The use of the Hughes’ flap is indicated for relatively shallow lower lid defects which do not extend much beyond the inferior border of the tarsal plate. A broad strip of upper tarsal plate on a pedicle of conjunctiva is used to reconstruct the posterior lamella of the lower lid. It may be covered with a skin graft (16.4g) or flap. The pedicle is divided after a few weeks.



16.4a


Excise the lesion. If the defect extends no further than the lower border of the lid a Hughes flap may be used.




Fig. 16.4a


Shallow lower lid defect after tumour excision.



16.4b


Evert the upper lid. Insert a stay suture of 4/0 silk through the tarsal plate close to the lid margin and evert the lid over a Desmarres retractor. Estimate the length of posterior lamella required by gentle traction on the edges of the defect to check that there will be sufficient horizontal length of tarsal plate for the posterior lamellar reconstruction. Mark a line 4 mm from and parallel to the lid margin as far as the superior tarsal border medially and laterally.




Fig. 16.4b


Horizontal extent of defect being assessed. Tarsal incision marked.



16.4c,d


Incise the tarsal plate to enter the easily identified pretarsal space. Extend the incision medially and laterally to the full extent of the mark. Turn the flap of tarsus down by dissection in the pretarsal space as far as the superior border of the tarsal plate, leaving the superior attachment to Muller’s muscle and the conjunctiva intact.




Fig. 16.4c


Full thickness tarsal incision to create flap.



Fig. 16.4d


Tarsoconjunctival flap turned down.



Key diag. 16.4d



16.4e


Suture the tarsal flap into the lower lid defect aiming to place the superior tarsal border level with the lower lid margin.




Fig. 16.4e


Flap being sutured into defect.



16.4f


Identify Muller’s muscle as it inserts along the superior tarsal border. It can be disinserted from the tarsal border, taking care not to damage the underlying conjunctiva. This reduces the risk of upper lid retraction following the second stage of the procedure. Alternatively, Muller’s can be left intact at this stage and recessed at the second stage. This improves the blood supply to the graft. Extend the edges of the conjunctiva–Muller’s part of the flap vertically for 3 to 4 mm to lengthen the flap.
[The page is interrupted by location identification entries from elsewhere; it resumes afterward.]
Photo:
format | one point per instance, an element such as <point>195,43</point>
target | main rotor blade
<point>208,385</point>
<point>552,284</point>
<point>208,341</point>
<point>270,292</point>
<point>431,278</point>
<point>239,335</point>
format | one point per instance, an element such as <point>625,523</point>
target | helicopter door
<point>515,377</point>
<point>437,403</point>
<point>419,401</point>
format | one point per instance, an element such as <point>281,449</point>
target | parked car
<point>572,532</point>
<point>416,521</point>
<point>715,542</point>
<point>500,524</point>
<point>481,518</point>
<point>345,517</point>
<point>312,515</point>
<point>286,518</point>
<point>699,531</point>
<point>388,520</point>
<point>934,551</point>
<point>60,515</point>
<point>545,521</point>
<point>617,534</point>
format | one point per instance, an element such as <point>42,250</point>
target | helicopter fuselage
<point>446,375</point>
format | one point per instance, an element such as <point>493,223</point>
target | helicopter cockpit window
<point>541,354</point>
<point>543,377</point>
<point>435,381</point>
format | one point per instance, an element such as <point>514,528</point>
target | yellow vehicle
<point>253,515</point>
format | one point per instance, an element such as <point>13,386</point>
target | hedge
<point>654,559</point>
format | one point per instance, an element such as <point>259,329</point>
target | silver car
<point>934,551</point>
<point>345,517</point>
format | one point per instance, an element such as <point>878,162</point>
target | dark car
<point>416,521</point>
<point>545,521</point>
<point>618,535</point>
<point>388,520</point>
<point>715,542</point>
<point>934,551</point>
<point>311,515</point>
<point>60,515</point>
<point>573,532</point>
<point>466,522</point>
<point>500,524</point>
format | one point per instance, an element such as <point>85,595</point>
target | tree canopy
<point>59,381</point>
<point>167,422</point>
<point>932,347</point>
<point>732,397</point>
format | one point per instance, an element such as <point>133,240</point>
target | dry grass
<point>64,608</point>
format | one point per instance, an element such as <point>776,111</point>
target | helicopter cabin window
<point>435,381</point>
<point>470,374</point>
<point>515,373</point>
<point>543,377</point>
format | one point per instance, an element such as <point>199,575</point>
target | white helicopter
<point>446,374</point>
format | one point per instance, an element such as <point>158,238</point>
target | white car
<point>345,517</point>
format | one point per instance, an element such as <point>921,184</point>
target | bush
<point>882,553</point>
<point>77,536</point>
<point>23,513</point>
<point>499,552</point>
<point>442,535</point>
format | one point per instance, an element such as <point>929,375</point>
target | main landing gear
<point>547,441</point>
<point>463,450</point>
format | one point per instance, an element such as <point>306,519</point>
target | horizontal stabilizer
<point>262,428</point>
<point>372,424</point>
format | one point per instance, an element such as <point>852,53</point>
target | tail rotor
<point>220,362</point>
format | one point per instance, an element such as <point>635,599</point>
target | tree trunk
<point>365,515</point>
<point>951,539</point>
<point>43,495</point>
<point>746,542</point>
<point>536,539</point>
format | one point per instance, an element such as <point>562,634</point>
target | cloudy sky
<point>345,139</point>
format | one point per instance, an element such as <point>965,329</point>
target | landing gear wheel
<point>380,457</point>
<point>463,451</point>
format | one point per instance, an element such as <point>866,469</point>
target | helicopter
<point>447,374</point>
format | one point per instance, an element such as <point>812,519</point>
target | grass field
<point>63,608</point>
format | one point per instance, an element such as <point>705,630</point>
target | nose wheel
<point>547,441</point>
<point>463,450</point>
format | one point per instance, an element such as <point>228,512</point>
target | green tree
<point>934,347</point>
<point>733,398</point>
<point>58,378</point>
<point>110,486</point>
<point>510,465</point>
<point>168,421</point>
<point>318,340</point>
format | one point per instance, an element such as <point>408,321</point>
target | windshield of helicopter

When the tarsoconjunctival flap is in place measure the size of skin graft required.




Fig. 16.4f


Size of skin graft being measured.



16.4g


Reconstruct the anterior lamella with a full-thickness skin graft (see 2.8 , 2.9 ) or a local flap. In this case upper lid skin was used. The anterior lamellar reconstruction must be slightly convex superiorly to cover the tarsal plate without tension. This will flatten when the pedicle is divided.




Fig. 16.4g


Graft sutured into defect. Superior edge stabilised with sutures into tarsoconjunctival flap.



16.4h,i


The graft can be stabilised with a simple pressure dressing kept in place for 5 days. An alternative, illustrated here, is quilting sutures which effectively fix the graft to its bed and allow the dressing to be removed after 2 days.




Fig. 16.4h


Quilting sutures being used to fix graft to its bed.



Fig. 16.4i


Graft and quilting sutures in place.



16.4j


The pedicle between upper and lower lids remains in place for 3 weeks.




Fig. 16.4j


Two weeks after first stage.



16.4k


After about 3 weeks divide the pedicle 2 to 3 mm superior to the tarsal plate and skin graft taking care that no skin remains behind the upper lid. Trim the mucosal edge of the flap (now divided) so that it is flush with the edge of the skin graft at the lid margin. A suture along the lid margin is usually not necessary.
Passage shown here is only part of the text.